L’idée de créer un réseau, devenue une nécessité, a germé sur le terreau d’une expérience unique à Lyon : celle du centre de rééducation et d’étude des activités mnésiques (Cream), structure associative de ville créée en 1989 à l’initiative du Dr Philippe Neuschwander, neurologue libéral, et Odile Hibert, neuropsychologue au CHU lyonnais. Au fil du temps et de l’augmentation des demandes, le Cream a été acculé à ses propres limites structurelles et financières, et ses responsables ont dû réfléchir «aux nouvelles exigences de coordination entre les secteurs sanitaires, médico-sociaux et sociaux, nécessaires à l’efficience d’une prise en charge de proximité», argumente Philippe Neuschwander.

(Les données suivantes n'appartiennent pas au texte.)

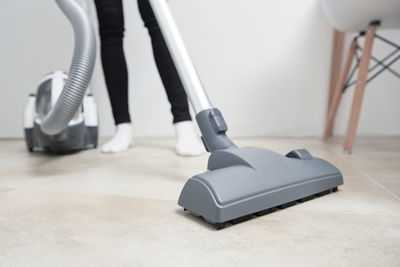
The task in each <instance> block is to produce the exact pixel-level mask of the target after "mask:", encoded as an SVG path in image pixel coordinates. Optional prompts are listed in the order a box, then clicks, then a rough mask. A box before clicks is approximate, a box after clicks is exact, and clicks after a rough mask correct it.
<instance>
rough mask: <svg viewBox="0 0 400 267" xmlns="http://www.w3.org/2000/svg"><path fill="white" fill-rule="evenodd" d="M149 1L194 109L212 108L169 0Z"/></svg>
mask: <svg viewBox="0 0 400 267" xmlns="http://www.w3.org/2000/svg"><path fill="white" fill-rule="evenodd" d="M149 2H150V4H151V7H152V9H153V12H154V15H155V16H156V18H157V21H158V24H159V26H160V28H161V31H162V33H163V36H164V39H165V41H166V43H167V46H168V48H169V50H170V53H171V56H172V58H173V60H174V63H175V66H176V68H177V70H178V73H179V76H180V78H181V80H182V83H183V85H184V88H185V91H186V95H187V96H188V98H189V100H190V103H191V104H192V106H193V109H194V110H195V112H196V114H198V113H200V112H201V111H203V110H206V109H211V108H212V105H211V102H210V100H209V98H208V96H207V93H206V91H205V90H204V87H203V84H202V82H201V81H200V78H199V76H198V74H197V71H196V69H195V67H194V65H193V63H192V60H191V58H190V56H189V53H188V51H187V49H186V47H185V44H184V42H183V40H182V37H181V35H180V33H179V30H178V27H177V26H176V23H175V20H174V18H173V16H172V14H171V10H170V8H169V6H168V3H167V1H166V0H149Z"/></svg>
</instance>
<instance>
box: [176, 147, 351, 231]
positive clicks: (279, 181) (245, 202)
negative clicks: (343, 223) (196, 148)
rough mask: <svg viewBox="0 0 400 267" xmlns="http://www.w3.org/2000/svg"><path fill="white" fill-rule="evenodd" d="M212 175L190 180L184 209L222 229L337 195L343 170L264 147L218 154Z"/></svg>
mask: <svg viewBox="0 0 400 267" xmlns="http://www.w3.org/2000/svg"><path fill="white" fill-rule="evenodd" d="M208 170H209V171H206V172H204V173H202V174H198V175H195V176H194V177H192V178H191V179H189V180H188V181H187V182H186V184H185V186H184V188H183V190H182V193H181V195H180V198H179V201H178V204H179V205H180V206H182V207H183V208H185V210H188V211H190V212H191V213H193V214H195V215H197V216H202V217H203V218H204V219H205V220H206V221H208V222H210V223H212V224H214V225H215V226H216V227H217V229H222V228H224V226H225V224H226V223H228V222H231V223H233V224H236V223H239V222H241V221H244V220H247V219H250V218H252V217H253V215H257V216H260V215H264V214H267V213H270V212H273V211H275V210H276V209H278V208H279V209H281V208H286V207H289V206H292V205H294V204H296V203H297V202H303V201H306V200H309V199H312V198H314V197H316V196H322V195H325V194H327V193H330V192H334V191H337V187H338V186H339V185H342V184H343V177H342V174H341V173H340V171H339V170H338V169H337V168H336V167H334V166H333V165H332V164H330V163H328V162H327V161H324V160H322V159H319V158H314V157H312V156H311V154H310V153H309V152H308V151H307V150H303V149H302V150H294V151H291V152H290V153H288V154H287V155H286V156H283V155H280V154H278V153H275V152H272V151H269V150H265V149H260V148H253V147H247V148H231V149H226V150H217V151H214V152H212V154H211V156H210V158H209V161H208Z"/></svg>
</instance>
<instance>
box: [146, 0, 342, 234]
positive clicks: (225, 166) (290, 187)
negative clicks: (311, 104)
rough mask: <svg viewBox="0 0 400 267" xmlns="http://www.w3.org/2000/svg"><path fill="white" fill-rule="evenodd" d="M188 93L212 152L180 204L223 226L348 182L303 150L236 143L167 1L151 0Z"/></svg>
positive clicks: (186, 190) (203, 217) (304, 199)
mask: <svg viewBox="0 0 400 267" xmlns="http://www.w3.org/2000/svg"><path fill="white" fill-rule="evenodd" d="M150 3H151V6H152V8H153V11H154V14H155V16H156V19H157V21H158V23H159V25H160V28H161V31H162V33H163V36H164V38H165V40H166V43H167V46H168V48H169V50H170V53H171V55H172V57H173V60H174V63H175V65H176V67H177V70H178V73H179V75H180V77H181V79H182V83H183V84H184V87H185V91H186V94H187V95H188V98H189V100H190V102H191V104H192V106H193V109H194V110H195V112H196V114H197V115H196V120H197V124H198V126H199V128H200V131H201V134H202V140H203V142H204V145H205V147H206V149H207V151H209V152H211V155H210V158H209V160H208V170H207V171H206V172H204V173H201V174H197V175H195V176H193V177H192V178H190V179H189V180H188V181H187V182H186V184H185V185H184V187H183V189H182V192H181V194H180V197H179V200H178V204H179V205H180V206H182V207H183V208H184V209H185V210H187V211H189V212H191V213H192V214H194V215H196V216H201V217H203V218H204V219H205V220H206V221H208V222H210V223H212V224H214V225H215V226H216V228H217V229H222V228H224V227H225V225H226V224H227V223H233V224H235V223H238V222H241V221H244V220H247V219H250V218H252V217H253V216H255V215H256V216H258V215H264V214H267V213H270V212H272V211H274V210H276V209H277V208H285V207H288V206H291V205H293V204H296V203H298V202H302V201H305V200H309V199H312V198H314V197H315V196H322V195H324V194H327V193H331V192H334V191H337V188H338V186H340V185H342V184H343V176H342V174H341V173H340V171H339V170H338V169H337V168H336V167H335V166H333V165H332V164H330V163H329V162H327V161H325V160H323V159H320V158H317V157H313V156H312V155H311V154H310V153H309V152H308V151H307V150H305V149H298V150H293V151H290V152H289V153H287V154H286V155H281V154H278V153H275V152H273V151H269V150H266V149H261V148H256V147H245V148H239V147H237V146H236V145H235V144H234V143H233V142H232V141H231V140H230V139H229V138H228V137H227V135H226V132H227V130H228V127H227V125H226V122H225V120H224V117H223V116H222V113H221V111H220V110H218V109H217V108H214V107H213V106H212V105H211V102H210V100H209V98H208V96H207V94H206V92H205V90H204V88H203V86H202V83H201V81H200V79H199V76H198V74H197V72H196V70H195V68H194V65H193V63H192V61H191V59H190V56H189V54H188V52H187V50H186V48H185V45H184V43H183V40H182V38H181V36H180V34H179V31H178V28H177V26H176V23H175V21H174V19H173V16H172V14H171V11H170V9H169V6H168V3H167V0H150Z"/></svg>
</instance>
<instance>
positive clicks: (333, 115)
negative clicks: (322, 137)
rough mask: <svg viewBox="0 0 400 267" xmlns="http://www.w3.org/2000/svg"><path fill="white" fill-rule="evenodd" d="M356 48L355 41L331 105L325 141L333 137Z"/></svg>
mask: <svg viewBox="0 0 400 267" xmlns="http://www.w3.org/2000/svg"><path fill="white" fill-rule="evenodd" d="M356 47H357V41H356V40H355V39H354V40H353V42H351V45H350V49H349V52H347V56H346V61H345V64H344V67H343V70H342V72H341V73H340V76H339V80H338V81H337V83H336V88H335V91H334V95H333V98H332V102H331V105H330V107H329V112H328V116H327V120H326V126H325V132H324V137H323V138H324V140H326V139H328V138H329V137H331V136H332V135H333V127H334V124H335V118H336V114H337V110H338V108H339V104H340V100H341V99H342V91H343V88H344V86H345V85H346V80H347V77H348V75H349V72H350V68H351V63H352V62H353V58H354V53H355V51H356Z"/></svg>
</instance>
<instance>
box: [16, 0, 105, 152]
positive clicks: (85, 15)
mask: <svg viewBox="0 0 400 267" xmlns="http://www.w3.org/2000/svg"><path fill="white" fill-rule="evenodd" d="M56 3H57V4H58V6H59V7H60V9H61V10H62V11H63V13H64V14H65V16H66V17H67V18H68V20H69V22H70V23H71V25H72V28H73V31H74V37H75V48H74V55H73V59H72V62H71V67H70V70H69V72H68V74H67V73H66V72H63V71H54V72H51V73H49V74H47V75H46V76H45V77H43V78H42V79H41V81H40V82H39V86H38V89H37V91H36V93H35V94H31V95H30V96H29V99H28V103H27V104H26V105H25V111H24V132H25V140H26V144H27V147H28V149H29V151H33V150H35V149H38V148H40V149H44V150H46V151H51V152H60V153H64V152H68V151H75V150H80V149H86V148H92V147H97V138H98V118H97V107H96V103H95V101H94V97H93V96H92V95H91V94H90V93H88V92H87V91H88V87H89V83H90V80H91V77H92V73H93V69H94V63H95V59H96V37H95V33H94V30H93V27H92V25H91V23H90V20H89V17H88V15H87V14H86V13H85V11H84V10H83V9H82V8H81V7H80V6H79V5H78V4H77V3H76V2H75V1H74V0H56Z"/></svg>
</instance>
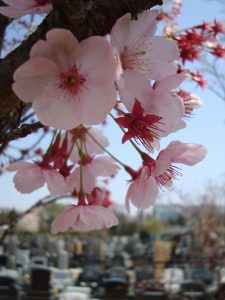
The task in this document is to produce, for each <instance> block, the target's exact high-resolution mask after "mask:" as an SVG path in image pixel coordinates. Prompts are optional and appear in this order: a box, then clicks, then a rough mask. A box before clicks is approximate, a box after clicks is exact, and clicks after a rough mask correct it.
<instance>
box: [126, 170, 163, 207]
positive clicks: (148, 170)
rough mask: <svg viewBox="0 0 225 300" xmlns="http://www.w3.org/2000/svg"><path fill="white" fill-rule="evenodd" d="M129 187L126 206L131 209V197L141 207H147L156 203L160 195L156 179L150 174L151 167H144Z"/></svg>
mask: <svg viewBox="0 0 225 300" xmlns="http://www.w3.org/2000/svg"><path fill="white" fill-rule="evenodd" d="M131 185H132V187H130V188H129V190H128V194H127V198H126V206H127V208H128V209H129V206H128V205H129V204H128V203H129V199H130V201H131V202H132V204H133V205H134V206H135V207H137V208H139V209H146V208H148V207H150V206H152V205H153V204H154V203H155V200H156V197H157V195H158V186H157V184H156V182H155V179H154V178H153V177H151V176H150V173H149V168H148V167H144V168H143V170H142V172H141V176H140V177H139V178H138V179H136V180H134V181H133V182H132V183H131Z"/></svg>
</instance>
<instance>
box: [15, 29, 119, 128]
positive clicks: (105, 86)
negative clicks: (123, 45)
mask: <svg viewBox="0 0 225 300" xmlns="http://www.w3.org/2000/svg"><path fill="white" fill-rule="evenodd" d="M30 56H31V58H30V59H29V60H28V61H27V62H25V63H24V64H23V65H21V66H20V67H19V68H18V69H17V70H16V71H15V73H14V80H15V83H14V84H13V86H12V88H13V90H14V92H15V94H16V95H17V96H18V97H19V98H20V99H21V100H22V101H25V102H31V101H32V102H33V109H34V111H35V113H36V114H37V116H38V118H39V119H40V121H41V122H42V123H43V124H44V125H49V126H53V127H55V128H59V129H66V130H69V129H72V128H75V127H77V126H78V125H80V124H84V125H94V124H98V123H101V122H103V121H104V120H105V118H106V116H107V114H108V113H109V112H110V110H111V109H112V107H113V106H114V104H115V102H116V90H115V88H114V79H115V73H116V68H117V64H116V61H115V57H114V55H113V53H112V50H111V48H110V45H109V43H108V41H107V40H106V39H105V38H104V37H99V36H92V37H90V38H88V39H85V40H83V41H82V42H81V43H80V44H79V43H78V41H77V39H76V38H75V37H74V36H73V34H72V33H71V32H70V31H68V30H65V29H52V30H51V31H49V32H48V33H47V35H46V41H43V40H40V41H38V42H37V43H36V44H35V45H34V46H33V48H32V50H31V53H30Z"/></svg>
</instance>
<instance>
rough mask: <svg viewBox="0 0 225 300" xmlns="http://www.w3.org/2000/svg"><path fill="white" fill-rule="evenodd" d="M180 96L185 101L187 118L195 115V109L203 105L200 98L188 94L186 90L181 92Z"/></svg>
mask: <svg viewBox="0 0 225 300" xmlns="http://www.w3.org/2000/svg"><path fill="white" fill-rule="evenodd" d="M178 96H180V97H181V98H182V99H183V101H184V107H185V114H184V116H185V117H190V116H191V115H192V114H193V111H194V109H196V108H199V107H201V106H202V105H203V103H202V101H201V99H200V98H199V97H198V96H196V95H194V94H190V93H187V92H185V91H184V90H180V91H179V92H178Z"/></svg>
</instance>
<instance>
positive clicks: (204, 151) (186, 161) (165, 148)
mask: <svg viewBox="0 0 225 300" xmlns="http://www.w3.org/2000/svg"><path fill="white" fill-rule="evenodd" d="M206 152H207V151H206V149H205V148H204V147H203V146H202V145H199V144H191V143H182V142H180V141H173V142H171V143H170V144H169V145H168V146H167V148H165V149H164V150H162V151H160V153H159V155H158V157H157V158H156V160H154V159H152V158H150V157H149V156H145V159H144V162H143V167H142V168H141V169H140V170H139V171H138V172H134V171H133V172H130V174H131V176H132V178H133V181H132V182H131V184H130V186H129V188H128V191H127V195H126V207H127V210H128V211H129V209H130V202H131V203H132V204H133V205H134V206H135V207H138V208H140V209H146V208H148V207H150V206H152V205H153V204H154V203H155V201H156V198H157V195H158V193H159V189H158V186H160V187H161V188H167V189H171V188H172V183H173V179H175V178H176V177H177V176H180V175H181V170H180V169H179V168H178V167H176V166H174V165H173V164H174V163H181V164H185V165H188V166H193V165H195V164H196V163H198V162H200V161H201V160H202V159H203V158H204V157H205V155H206ZM143 158H144V157H143Z"/></svg>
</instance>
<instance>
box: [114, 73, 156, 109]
mask: <svg viewBox="0 0 225 300" xmlns="http://www.w3.org/2000/svg"><path fill="white" fill-rule="evenodd" d="M122 78H123V81H124V85H123V87H121V86H119V94H120V98H121V100H122V101H123V103H124V104H125V106H126V108H127V109H128V110H129V111H130V112H131V111H132V109H133V106H134V102H135V99H138V100H139V101H140V102H141V103H142V99H143V98H144V95H145V94H146V91H147V92H148V91H151V90H152V87H151V86H150V85H149V84H148V81H147V79H146V77H144V75H143V74H142V73H140V72H139V71H135V70H125V71H124V73H123V75H122Z"/></svg>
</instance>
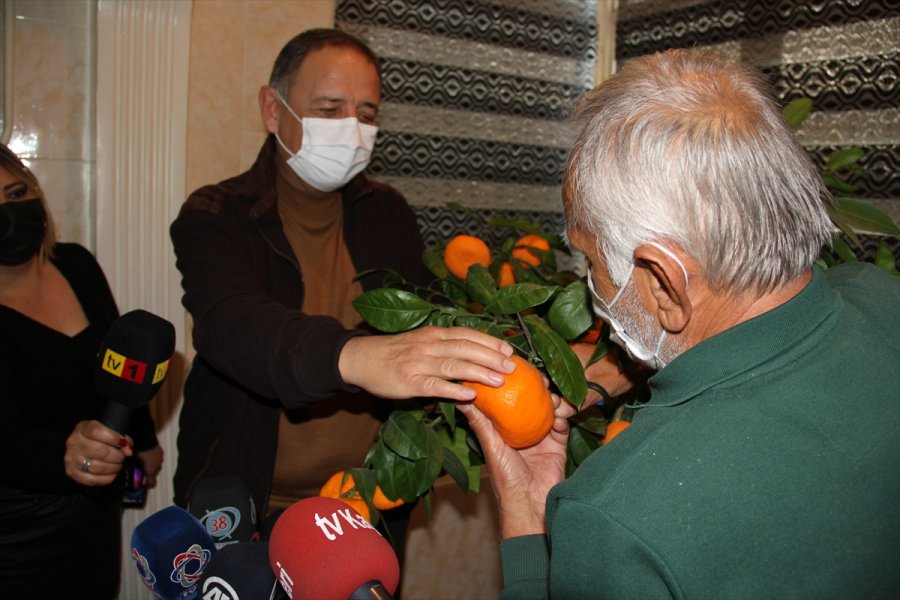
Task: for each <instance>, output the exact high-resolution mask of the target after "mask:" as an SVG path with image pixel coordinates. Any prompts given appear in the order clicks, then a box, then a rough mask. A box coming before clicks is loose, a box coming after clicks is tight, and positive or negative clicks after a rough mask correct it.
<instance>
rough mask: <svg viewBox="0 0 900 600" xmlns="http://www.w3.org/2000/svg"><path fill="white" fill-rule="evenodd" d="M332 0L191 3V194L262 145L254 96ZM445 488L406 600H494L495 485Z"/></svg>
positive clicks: (494, 594) (239, 165) (187, 155)
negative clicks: (444, 599)
mask: <svg viewBox="0 0 900 600" xmlns="http://www.w3.org/2000/svg"><path fill="white" fill-rule="evenodd" d="M334 7H335V2H334V0H307V1H297V0H293V1H285V0H272V1H267V0H266V1H264V0H194V5H193V10H192V14H191V58H190V60H191V64H190V88H189V99H188V141H187V191H188V192H189V191H192V190H194V189H196V188H198V187H200V186H201V185H206V184H209V183H214V182H217V181H220V180H222V179H224V178H226V177H231V176H233V175H237V174H238V173H240V172H242V171H244V170H245V169H247V168H248V167H249V166H250V165H251V164H252V162H253V160H254V159H255V158H256V154H257V152H258V151H259V146H260V144H261V143H262V141H263V140H264V139H265V129H264V128H263V126H262V121H261V120H260V116H259V107H258V104H257V93H258V91H259V88H260V86H261V85H262V84H264V83H265V82H267V81H268V79H269V73H270V71H271V69H272V63H273V62H274V61H275V57H276V56H277V54H278V51H279V50H280V49H281V47H282V46H283V45H284V43H285V42H287V41H288V40H289V39H290V38H291V37H293V36H294V35H296V34H297V33H299V32H301V31H303V30H305V29H309V28H312V27H331V26H333V24H334ZM482 485H483V488H484V489H483V490H482V493H481V494H478V495H475V494H469V495H464V494H462V493H461V492H460V491H459V490H458V489H457V488H456V486H455V484H453V483H452V482H449V481H442V483H441V485H440V486H439V488H438V493H437V495H436V501H435V504H434V507H433V508H434V512H433V513H432V515H431V517H430V518H428V517H426V515H425V514H424V510H423V507H422V506H421V505H420V506H419V507H418V508H417V509H416V511H415V512H414V514H413V520H412V522H411V523H410V531H409V537H408V540H409V543H408V545H407V549H406V564H405V565H404V572H403V580H402V596H403V598H404V600H420V599H429V600H440V599H448V600H449V599H452V598H460V599H463V598H464V599H467V600H471V599H478V598H496V597H497V595H498V592H499V589H500V574H499V562H500V558H499V549H498V544H497V530H496V525H495V522H496V518H495V512H496V510H495V508H494V505H493V497H492V496H491V493H490V490H489V482H488V481H487V480H485V481H484V482H483V484H482Z"/></svg>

Une étude à paraître*, pilotée par le Dr Isabelle Rouch pour la cellule régionale d’observation de la démence, met d’ailleurs l’accent sur la forte implication des neurologues libéraux : parmi 90 spécialistes en neurologie, en gériatrie et en psychiatrie qui ont déclaré au moins 50 consultations mémoire réalisées en libéral, 43 ont répondu au questionnaire adressé par la cellule, dont 34 neurologues, 8 gériatres et 1 neuropsychiatre. «Les difficultés exprimées concernaient essentiellement l’accès au bilan neuropsychologique [non remboursé en libéral, ndlr :] et la coordination avec les autres acteurs», fait observer le Dr Rouch. Pour toutes ces raisons, les refus essuyés par l’association Cream, promotrice du réseau mémoire avait suscité un émoi dans le Landerneau médical régional (« le Quotidien » du 9 novembre 2005). Il est vrai que en formulant des injonctions contradictoires, les autorités de tutelle et Cap réseaux, supposés aider au montage du dossier, avaient pour ainsi dire étouffé le projet dans l’oeuf. Quant à l’Union régionale des médecins libéraux (Urml), elle s’était brillamment illustrée en soutenant officiellement le projet pour voter contre à l’issue de sa présentation au Faqsv. Aujourd’hui, ces «écueils» sembleraient avoir été dépassés. La commission du Faqsv ayant été renouvelée, le Dr Neuschwander attend une décision plus objective et rationnelle, «afin que ce réseau qui fonctionne plus ou moins de manière informelle puisse officiellement exister et disposer des moyens requis».
Dernier frein.
Avec un budget de fonctionnement estimé à moins de 270 000 euros annuels – inférieur à ceux d’autres réseaux désormais ancrés dans le paysage rhônalpin bien que les financeurs sachent qu’ils ne remplissent pas leurs objectifs –, ce projet rejoint la norme des réseaux mémoire existant en France. Il dispose, en outre, d’appuis non négligeables, que ce soit celui de la Ville de Lyon ou celui du nouveau président de l’UrmRA, Jean Derrien. Côté CHU lyonnais, le Dr Bernard Croisile, responsable du centre mémoire de recherche et ressources, se dit convaincu que «l’hôpital a tout à y gagner». Seules les guerres picrocholines que certains neurologues et gériatres hospitaliers continuent de se livrer sembleraient faire obstacle au projet. Aux Hospices civils de Lyon, les gériatres craignent surtout une déferlante de malades «dans une filière qui ne pourrait pas en absorber plus», comme le souligne le Dr Brigitte Comte, responsable du pôle gériatrie. Le projet leur a donc été récemment présenté, pour lever ces derniers freins.
* « La Revue de gériatrie », tome 32, n° 1, janvier 2007, in « Press ».